Power Query is considered a very powerful tool not just because of its breadth of functionality, but also because it is low-code like Power BI itself and most features are accessible via buttons, dropdowns, guided settings windows and input fields on the user interface. When a data transformation step is applied to the data table, code is generated in the background. It is always possible to directly work with and adjust this code if required, hence giving the user maximum flexibility. Further, for each table I can always easily follow the transformation steps and see intermediate results (see bullet number 4 below).

Power Query Workflow

Power Query workflow

In the example use-case of this book, we will go through many of the most important data transformation operations available in Power Query. For now, as for Power BI Desktop, I want to give an overview of the user interface.

2.3.1 | Overview of the Power Query user interface

The following screenshot shows an overview of the Power Query interface. Please note, all important elements are covered later when building the model based on the demo data.

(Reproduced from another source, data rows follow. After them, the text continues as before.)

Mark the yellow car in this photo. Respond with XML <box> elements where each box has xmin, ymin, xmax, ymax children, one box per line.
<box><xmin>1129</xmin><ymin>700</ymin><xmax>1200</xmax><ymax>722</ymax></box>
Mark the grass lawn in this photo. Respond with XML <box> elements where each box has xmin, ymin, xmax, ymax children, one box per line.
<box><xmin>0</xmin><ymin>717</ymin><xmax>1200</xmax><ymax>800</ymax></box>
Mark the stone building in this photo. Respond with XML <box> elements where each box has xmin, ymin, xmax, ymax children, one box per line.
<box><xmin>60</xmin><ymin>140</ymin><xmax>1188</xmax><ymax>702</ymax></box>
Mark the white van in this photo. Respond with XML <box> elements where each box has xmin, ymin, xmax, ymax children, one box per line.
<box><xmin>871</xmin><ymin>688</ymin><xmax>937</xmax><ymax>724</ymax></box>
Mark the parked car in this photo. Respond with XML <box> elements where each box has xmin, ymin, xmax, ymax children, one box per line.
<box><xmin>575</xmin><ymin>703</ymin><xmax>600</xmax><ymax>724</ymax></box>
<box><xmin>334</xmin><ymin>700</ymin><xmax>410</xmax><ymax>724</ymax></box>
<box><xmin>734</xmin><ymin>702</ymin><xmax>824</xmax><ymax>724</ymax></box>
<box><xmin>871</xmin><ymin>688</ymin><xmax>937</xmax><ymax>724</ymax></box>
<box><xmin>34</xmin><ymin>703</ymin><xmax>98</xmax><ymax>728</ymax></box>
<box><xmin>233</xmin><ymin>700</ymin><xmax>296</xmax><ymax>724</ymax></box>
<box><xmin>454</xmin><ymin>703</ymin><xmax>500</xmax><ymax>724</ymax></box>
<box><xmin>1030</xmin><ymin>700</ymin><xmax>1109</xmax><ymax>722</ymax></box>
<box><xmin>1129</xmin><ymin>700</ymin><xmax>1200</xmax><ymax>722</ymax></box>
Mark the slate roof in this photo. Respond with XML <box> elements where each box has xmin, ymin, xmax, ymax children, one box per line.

Power Query User Interface

Overview of the most important elements on the Power Query user interface (right-click and open in new tab for large version)

Description

  1. Changes to the data transformation process in Power Query have to be applied to the data model in order for them to take effect
  2. Connect with a new data source
  3. Navigation between the different queries (i.e. tables which can be intermediate tables in the transformation process or final tables being loaded to the data model)
  4. Data transformation steps of the currently selected query (from top to bottom). Click on a step to see the intermediate transformation results. New steps are always added right after the step that is currently selected
  5. Formula bar showing the functional code of the currently selected transformation step. The formula language is called M 1
  6. Table headers which is the place to apply filters (as in Microsoft Excel), change data types, rename headers or apply various transformations via right-click
  7. Selection and removal of columns
  8. Promote the first row of a table to be the headers
  9. Join (merge) and union (append) multiple queries

When we transform data step-by-step, there is a certain (generalized) order of steps that should be followed. In particular, it is best practice to reduce the amount of data to the scope needed as early in the process as possible. Therefore, I recommend the following generalized order of data transformations to be applied to a table:

  1. Promote the top row to become the table headers
  2. Select the columns needed (remove the ones not needed for the BI solution)
  3. Filter the table for the rows needed
  4. Define the data type of each column (dates to type date, numbers to type decimals etc.)
  5. Aggregate (group by) rows (only rarely necessary though)
  6. Union with another table
  7. Cleansing of data (replace values, removing errors etc.)
  8. Pivot / unpivot columns
  9. Create custom calculated columns
  10. Remove duplicate values in key columns

Please note, each ETL process has its unique requirements and of course the order just presented cannot be put in place 1:1 in most cases. But it can be used as a helpful reference.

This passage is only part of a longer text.